Inicialmente, a empresa dedicou-se à evidência científica relacionada com a doença aguda mas, à medida que foram surgindo novos estudos, a equipa decidiu, no final do ano, fazer uma investigação sobre o que existia já de guidelines em relação à Covid prolongada. “Encontrámos dois documentos ingleses bastante sólidos em termos de metodologia, sendo que um deles dedicou uma guideline precisamente à síndrome pós-Cóvid, e o que fizemos foi recriar, juntamente com outros médicos, a sequência de decisões que acontecem no terreno, a jornada do doente, fundamentando-as com as guidelines que encontrámos” esclarece o especialista.

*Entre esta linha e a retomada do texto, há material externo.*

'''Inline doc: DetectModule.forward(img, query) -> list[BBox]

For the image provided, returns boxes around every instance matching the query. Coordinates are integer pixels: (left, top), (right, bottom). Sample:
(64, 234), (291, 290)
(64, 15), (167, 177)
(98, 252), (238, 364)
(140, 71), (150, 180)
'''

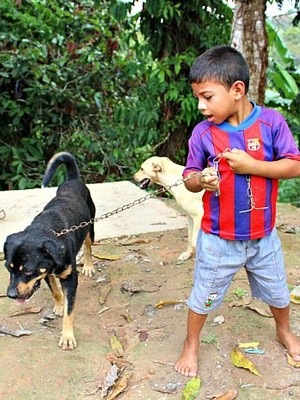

Este trabalho foi colocado, depois, numa plataforma mais prática, acessível e intuitiva para os profissionais de saúde do que as próprias guidelines. “As guidelines são documentos de centenas de páginas, maçadores, que não são rápidos de consultar e, por isso, transformámo-las numa coisa muito mais interativa e aplicável”, diz David Rodrigues.
Na aplicação, a que todos podem aceder sem qualquer custo – basta apenas fazer-se um registo que inclui a identificação do número da Ordem -, num telemóvel, tablet, ou computador, os médicos esclarecem inicialmente se se trata de uma situação de Covid prolongada ou se ainda se está na fase aguda da doença. “Ao mesmo tempo, vamos dando informação sobre os conceitos que estamos a usar e se não se tratar de doença aguda, ou seja, se os sintomas do doente persistirem após quatro semanas, damos orientações aos profissionais de saúde sobre o diagnóstico, recomendações aos doentes e exames que devem realizar”, explica.
O diagnóstico fornecido é quase sempre de exclusão, isto é, se houver à partida outra doença que explique melhor os sintomas apresentados pelo doente, assume-se que se trata dessa doença e não de síndrome pós-Covid.
“Isto é uma entidade só por si em termos médicos e isso é inegável. E os números de casos são bem reveladores”
“Sendo esta uma doença muito nova, vemos isto com muito cuidado”, explica o médico. E isso reflete-se nos números de utilização dos algoritmos da empresa. De acordo com dados revelados à VISÃO, os algoritmos desenvolvidos relativos à Covid-19, que começaram a ser realizados há um ano, tanto relacionados com doença aguda como com Covid prolongada e vacinação, estão no top dos mais utilizados, com perto de 120 mil utilizadores registados. Todas as semanas, os recursos da UpHill são utilizados por mais de 3 mil profissionais.
“A síndrome pós-Covid está reconhecida como tal, o que não é consensual é a designação, mas isto é uma entidade só por si em termos médicos e isso é inegável. E os números de casos são bem reveladores”, afirma David Rodrigues. De acordo com um estudo publicado na Nature no fim do mês passado, oito em cada dez doentes que tinham tido um quadro severo de Covid-19 ainda apresentavam algum sintoma em junho, sendo que os casos tinham sido detetados em fevereiro. “Hoje sabemos que há sintomas que estão descritos até aos seis meses, com múltiplos órgãos afetados no corpo, desde os pulmões ao cérebro”, acrecenta.